Rule 4: Always use untrack() when writing to stores inside $effect
Without untrack(), reading a store to check its current value inside $effect registers it as a dependency — the effect re-runs whenever it writes, creating an infinite loop.
<!-- ❌ WRONG: Reading $store.obj inside $effect creates a dependency loop. -->
$effect(() => {
const result = $lq__obj;
if (result.id !== $store.obj?.id) { // Reading $store.obj here is a dependency!
$store.obj = result; // This write re-triggers the effect.
}
});
<!-- ✅ CORRECT: untrack() reads current store values without registering them
as reactive dependencies of the $effect. -->
$effect(() => {
const result = $lq__obj; // Tracked: effect re-runs when liveQuery emits
if (result) {
untrack(() => {
// Not tracked: reading $store.obj here won't cause a re-run.
if (result.id !== $store.obj?.id) {
$store.obj = result;
}
});
}
});
Rule 5: Guard console.log calls with log_lvl
Raw console.log(obj) eagerly serializes objects (even large ones) on every call, blocking the main thread. All debug logging must be guarded.
let log_lvl: number = $state(0); // Set to 0 in production; raise locally to debug.
// ❌ WRONG: Always runs, always serializes.
console.log('Result:', result_obj);
// ✅ CORRECT: Zero-cost when log_lvl is 0.

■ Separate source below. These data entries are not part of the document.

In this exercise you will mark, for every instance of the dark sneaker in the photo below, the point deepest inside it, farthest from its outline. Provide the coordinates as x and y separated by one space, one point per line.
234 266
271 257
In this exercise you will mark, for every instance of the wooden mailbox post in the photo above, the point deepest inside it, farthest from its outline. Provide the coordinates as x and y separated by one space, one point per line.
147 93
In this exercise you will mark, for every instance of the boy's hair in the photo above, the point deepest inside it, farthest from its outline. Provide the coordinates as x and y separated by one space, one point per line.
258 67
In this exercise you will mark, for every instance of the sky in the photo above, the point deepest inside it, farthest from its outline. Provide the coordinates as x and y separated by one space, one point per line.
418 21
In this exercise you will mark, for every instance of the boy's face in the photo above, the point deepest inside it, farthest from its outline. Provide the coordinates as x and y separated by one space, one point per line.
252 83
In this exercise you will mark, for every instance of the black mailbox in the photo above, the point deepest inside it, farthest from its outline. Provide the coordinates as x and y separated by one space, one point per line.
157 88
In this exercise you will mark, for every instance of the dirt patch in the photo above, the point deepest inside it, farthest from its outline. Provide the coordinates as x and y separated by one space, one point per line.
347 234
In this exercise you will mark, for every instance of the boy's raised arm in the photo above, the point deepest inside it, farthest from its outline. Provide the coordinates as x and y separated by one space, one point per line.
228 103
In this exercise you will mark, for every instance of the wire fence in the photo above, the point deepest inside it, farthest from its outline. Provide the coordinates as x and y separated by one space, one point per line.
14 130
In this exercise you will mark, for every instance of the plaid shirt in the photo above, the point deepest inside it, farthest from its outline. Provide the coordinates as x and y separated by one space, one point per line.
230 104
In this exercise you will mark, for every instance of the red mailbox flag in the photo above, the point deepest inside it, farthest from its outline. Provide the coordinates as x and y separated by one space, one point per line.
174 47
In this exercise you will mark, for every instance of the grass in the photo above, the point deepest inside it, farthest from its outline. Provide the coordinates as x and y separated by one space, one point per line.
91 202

if (log_lvl) console.log('Result:', result_obj);
if (log_lvl > 1) console.log('Verbose:', result_obj); // Extra-verbose tier
Never hardcode log_lvl: 2 in a call-site or override log_lvl inside a function body. The parameter default exists so callers can control verbosity. Overriding it forces debug logging regardless of what the caller passed.